How to diagonalize a special block two-by-two matrix

Question

I have a special block two-by-two matrix as \begin{equation} \mathcal{A}=\begin{bmatrix} & -I_n\\ A & \end{bmatrix}, \end{equation} where $I_n$ is an identity matrix of order $n$ and $A\in\mathbb{R}^{n\times n}$ is a symmetric positive definite matrix with the eigenvalue decomposition $A = V_AD_AV^{-1}_A$. Can I prove that the matrix $\mathcal{A}$ is also diagonalizable? If yes, can I write the explicit form of its eigenvalue decomposition?

Answer 1

As $A$ and $-I_n$ commute, you can just diagonalize this in the usual way, treating $A$ and $-I_n$ as numbers. This will seem a little unusual as you will have to take the square root of $A$, but this is not a problem as $A$ is positive definite.
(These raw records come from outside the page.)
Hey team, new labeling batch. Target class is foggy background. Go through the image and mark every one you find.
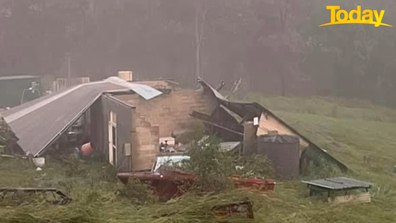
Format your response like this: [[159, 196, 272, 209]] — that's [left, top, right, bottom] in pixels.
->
[[0, 0, 396, 106]]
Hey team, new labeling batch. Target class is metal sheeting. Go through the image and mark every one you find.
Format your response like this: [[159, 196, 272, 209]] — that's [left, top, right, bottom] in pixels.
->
[[106, 77, 162, 100], [3, 77, 162, 156], [198, 79, 349, 171], [5, 82, 120, 156], [303, 177, 372, 190]]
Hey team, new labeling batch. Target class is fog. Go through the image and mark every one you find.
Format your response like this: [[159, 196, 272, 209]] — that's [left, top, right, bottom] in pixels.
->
[[0, 0, 396, 106]]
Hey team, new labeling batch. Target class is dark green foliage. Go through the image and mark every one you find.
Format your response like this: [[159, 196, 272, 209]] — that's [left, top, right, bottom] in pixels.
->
[[183, 136, 273, 192]]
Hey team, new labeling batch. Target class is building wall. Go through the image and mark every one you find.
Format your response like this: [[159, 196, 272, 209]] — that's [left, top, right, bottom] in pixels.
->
[[114, 90, 217, 171], [91, 95, 134, 171], [130, 110, 159, 171]]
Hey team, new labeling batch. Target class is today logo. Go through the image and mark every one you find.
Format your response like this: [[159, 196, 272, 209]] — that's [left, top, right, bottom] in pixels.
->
[[319, 5, 393, 27]]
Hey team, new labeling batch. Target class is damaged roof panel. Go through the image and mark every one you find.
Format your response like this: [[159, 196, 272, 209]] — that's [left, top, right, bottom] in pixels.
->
[[3, 77, 162, 156], [5, 83, 123, 156], [106, 77, 162, 100], [198, 79, 348, 170]]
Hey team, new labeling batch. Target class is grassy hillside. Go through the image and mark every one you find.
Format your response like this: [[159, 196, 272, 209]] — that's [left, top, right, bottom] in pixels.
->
[[0, 95, 396, 223]]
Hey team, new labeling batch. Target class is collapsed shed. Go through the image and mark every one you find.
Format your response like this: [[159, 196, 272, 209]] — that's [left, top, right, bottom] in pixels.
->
[[4, 77, 347, 176], [192, 80, 348, 177]]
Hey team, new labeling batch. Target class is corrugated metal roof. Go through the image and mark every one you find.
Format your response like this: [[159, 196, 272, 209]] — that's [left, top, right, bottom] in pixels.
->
[[198, 79, 349, 170], [106, 77, 162, 100], [303, 177, 372, 190], [5, 82, 120, 156], [3, 77, 162, 156]]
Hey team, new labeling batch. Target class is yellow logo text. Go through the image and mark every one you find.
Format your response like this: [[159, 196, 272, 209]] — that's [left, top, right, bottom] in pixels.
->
[[319, 5, 393, 27]]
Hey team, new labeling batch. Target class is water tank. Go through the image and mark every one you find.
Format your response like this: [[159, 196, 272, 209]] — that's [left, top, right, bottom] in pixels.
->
[[257, 135, 300, 180]]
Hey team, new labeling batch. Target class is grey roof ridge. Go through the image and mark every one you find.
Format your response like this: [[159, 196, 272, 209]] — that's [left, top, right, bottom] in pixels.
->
[[4, 81, 106, 123]]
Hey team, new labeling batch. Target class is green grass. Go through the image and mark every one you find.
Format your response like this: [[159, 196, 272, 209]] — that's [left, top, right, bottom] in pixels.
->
[[0, 95, 396, 223]]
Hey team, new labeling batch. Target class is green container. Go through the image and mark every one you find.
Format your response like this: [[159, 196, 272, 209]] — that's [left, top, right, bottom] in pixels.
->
[[0, 75, 44, 108]]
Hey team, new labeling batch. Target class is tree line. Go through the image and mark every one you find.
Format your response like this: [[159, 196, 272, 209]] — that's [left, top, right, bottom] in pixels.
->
[[0, 0, 396, 106]]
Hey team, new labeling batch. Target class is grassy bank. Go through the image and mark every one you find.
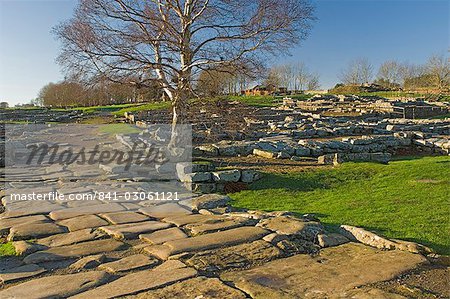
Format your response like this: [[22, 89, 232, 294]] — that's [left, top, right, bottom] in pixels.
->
[[231, 157, 450, 254], [0, 242, 16, 257]]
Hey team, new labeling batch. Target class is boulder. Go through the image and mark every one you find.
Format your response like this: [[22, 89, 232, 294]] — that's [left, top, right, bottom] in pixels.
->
[[212, 169, 241, 182]]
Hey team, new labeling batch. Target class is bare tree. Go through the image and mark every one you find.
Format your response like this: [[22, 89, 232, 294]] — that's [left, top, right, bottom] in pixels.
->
[[294, 62, 311, 90], [56, 0, 314, 145], [426, 55, 450, 90], [377, 60, 403, 88], [340, 58, 373, 84], [306, 74, 320, 90]]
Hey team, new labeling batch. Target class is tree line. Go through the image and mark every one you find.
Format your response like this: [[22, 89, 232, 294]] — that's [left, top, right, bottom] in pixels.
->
[[339, 55, 450, 90], [34, 79, 163, 107]]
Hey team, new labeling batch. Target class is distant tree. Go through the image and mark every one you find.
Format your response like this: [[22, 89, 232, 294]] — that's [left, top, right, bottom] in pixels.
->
[[264, 67, 283, 87], [266, 62, 320, 91], [376, 60, 403, 89], [56, 0, 314, 145], [340, 58, 373, 84], [294, 62, 311, 90], [307, 74, 320, 90], [425, 55, 450, 90]]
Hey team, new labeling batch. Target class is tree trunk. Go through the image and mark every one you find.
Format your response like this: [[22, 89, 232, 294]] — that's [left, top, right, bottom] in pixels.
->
[[169, 89, 188, 149]]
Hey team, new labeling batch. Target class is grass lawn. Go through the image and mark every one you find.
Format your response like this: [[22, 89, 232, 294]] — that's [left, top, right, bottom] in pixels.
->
[[99, 124, 142, 135], [112, 102, 170, 116], [0, 242, 16, 257], [227, 94, 312, 107], [230, 157, 450, 254]]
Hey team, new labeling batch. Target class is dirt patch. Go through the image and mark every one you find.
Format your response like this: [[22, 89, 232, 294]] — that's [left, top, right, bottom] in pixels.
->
[[373, 265, 450, 298], [204, 156, 330, 173]]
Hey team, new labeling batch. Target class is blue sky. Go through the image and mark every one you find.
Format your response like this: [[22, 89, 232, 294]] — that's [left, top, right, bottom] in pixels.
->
[[0, 0, 450, 104]]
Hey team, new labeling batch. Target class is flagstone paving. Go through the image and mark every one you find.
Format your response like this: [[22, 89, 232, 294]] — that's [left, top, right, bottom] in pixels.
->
[[0, 126, 436, 299]]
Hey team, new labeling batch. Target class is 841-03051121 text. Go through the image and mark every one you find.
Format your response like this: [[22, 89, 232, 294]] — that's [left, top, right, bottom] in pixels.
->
[[10, 191, 178, 201]]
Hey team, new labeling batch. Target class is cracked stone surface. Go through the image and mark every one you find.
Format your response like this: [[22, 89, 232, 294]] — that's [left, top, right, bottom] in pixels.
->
[[0, 128, 436, 299]]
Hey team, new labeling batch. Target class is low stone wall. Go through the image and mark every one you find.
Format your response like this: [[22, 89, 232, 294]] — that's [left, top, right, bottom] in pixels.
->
[[177, 163, 261, 193]]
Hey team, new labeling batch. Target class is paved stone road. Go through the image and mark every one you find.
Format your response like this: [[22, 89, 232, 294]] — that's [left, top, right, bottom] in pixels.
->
[[0, 125, 426, 298]]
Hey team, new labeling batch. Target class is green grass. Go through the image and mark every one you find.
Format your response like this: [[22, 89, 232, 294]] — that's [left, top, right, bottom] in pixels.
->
[[112, 102, 171, 116], [230, 157, 450, 254], [69, 103, 143, 114], [99, 124, 141, 134], [227, 94, 311, 107], [430, 113, 450, 119], [0, 242, 16, 257]]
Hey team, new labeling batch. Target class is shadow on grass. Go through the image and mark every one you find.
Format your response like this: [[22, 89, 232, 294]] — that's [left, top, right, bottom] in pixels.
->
[[391, 156, 425, 161], [251, 167, 376, 192]]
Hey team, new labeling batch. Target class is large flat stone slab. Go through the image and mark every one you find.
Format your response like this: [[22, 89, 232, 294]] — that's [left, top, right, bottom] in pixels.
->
[[50, 203, 125, 220], [58, 215, 108, 232], [136, 276, 247, 299], [163, 214, 226, 226], [72, 268, 197, 299], [1, 201, 65, 218], [164, 226, 269, 254], [100, 221, 170, 239], [98, 254, 158, 273], [0, 264, 46, 283], [139, 203, 192, 219], [23, 239, 124, 264], [182, 240, 283, 272], [221, 243, 426, 298], [257, 216, 323, 240], [139, 227, 187, 245], [8, 222, 68, 241], [100, 211, 150, 224], [185, 219, 250, 235], [36, 228, 101, 247], [0, 271, 108, 299], [0, 215, 49, 234]]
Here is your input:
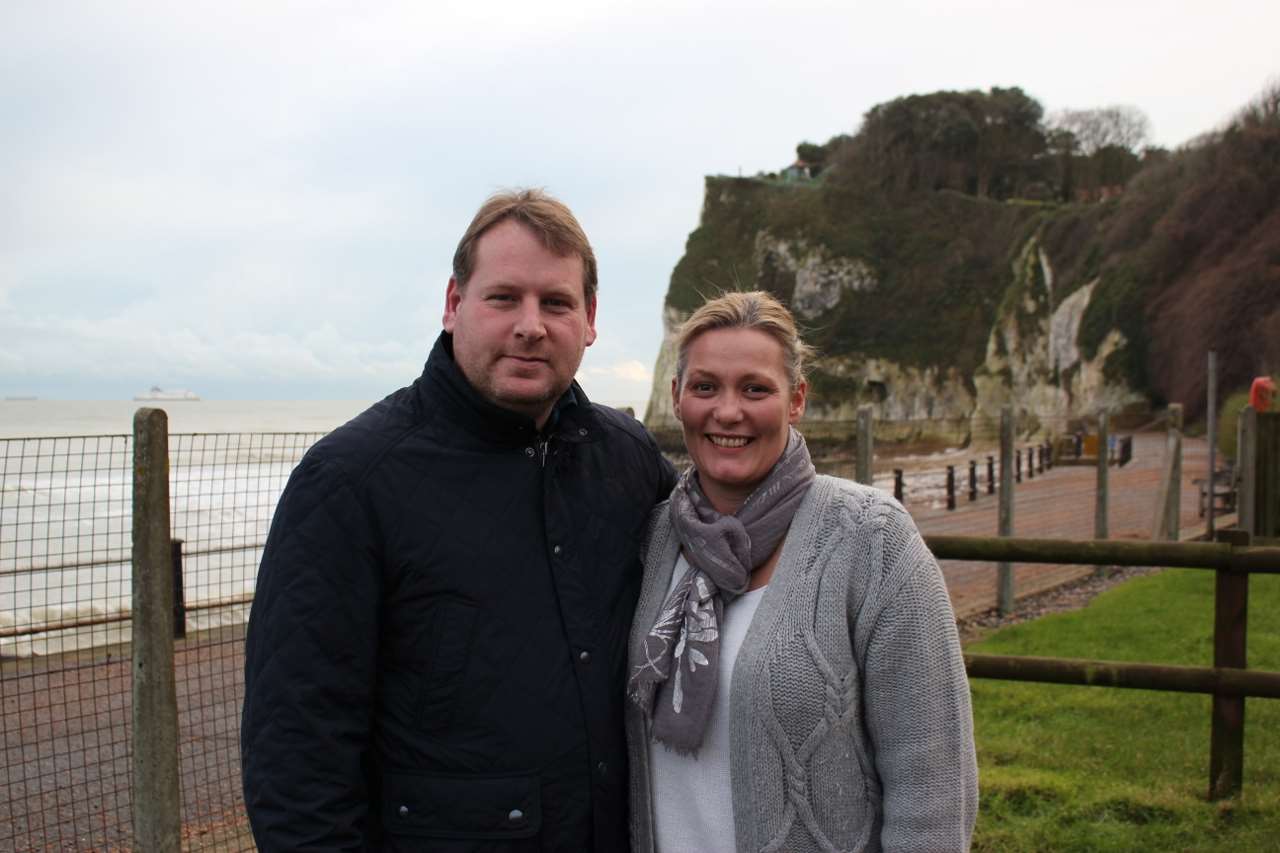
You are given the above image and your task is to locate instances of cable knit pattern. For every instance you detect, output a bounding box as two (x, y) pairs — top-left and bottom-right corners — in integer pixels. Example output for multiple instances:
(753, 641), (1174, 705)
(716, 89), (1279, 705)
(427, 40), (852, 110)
(627, 476), (978, 853)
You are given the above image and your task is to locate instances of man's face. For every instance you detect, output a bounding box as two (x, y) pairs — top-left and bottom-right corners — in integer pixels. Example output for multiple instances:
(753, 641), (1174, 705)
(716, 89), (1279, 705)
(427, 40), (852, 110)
(444, 219), (595, 428)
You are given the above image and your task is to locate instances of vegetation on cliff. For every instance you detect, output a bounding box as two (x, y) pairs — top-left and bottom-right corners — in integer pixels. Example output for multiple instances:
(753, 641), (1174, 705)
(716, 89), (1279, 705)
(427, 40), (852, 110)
(667, 86), (1280, 418)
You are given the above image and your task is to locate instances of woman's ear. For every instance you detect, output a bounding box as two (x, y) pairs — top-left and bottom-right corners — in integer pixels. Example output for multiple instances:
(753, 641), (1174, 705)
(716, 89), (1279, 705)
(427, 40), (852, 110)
(787, 380), (809, 424)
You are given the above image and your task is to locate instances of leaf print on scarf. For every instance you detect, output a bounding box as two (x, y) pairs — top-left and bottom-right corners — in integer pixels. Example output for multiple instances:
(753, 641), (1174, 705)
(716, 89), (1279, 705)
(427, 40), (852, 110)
(671, 661), (685, 713)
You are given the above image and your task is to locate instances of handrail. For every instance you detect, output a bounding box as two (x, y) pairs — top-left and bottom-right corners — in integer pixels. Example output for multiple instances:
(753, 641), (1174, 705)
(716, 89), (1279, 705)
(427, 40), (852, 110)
(924, 535), (1280, 574)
So, in the first step you end up with the block diagonal matrix $\tilde{D} := \begin{pmatrix} -i\sqrt{A} & 0 \\ 0 & i\sqrt{A} \end{pmatrix}$ and the transformation matrix $\tilde{V} := \begin{pmatrix} -i\sqrt{A^{-1}} & i\sqrt{A^{-1}} \\ I_n & I_n \end{pmatrix}$. The two blocks of $\tilde{D}$ can now be diagonalized as usual, using $\sqrt{A} = V_A\sqrt{D_A}V_A^{-1}$.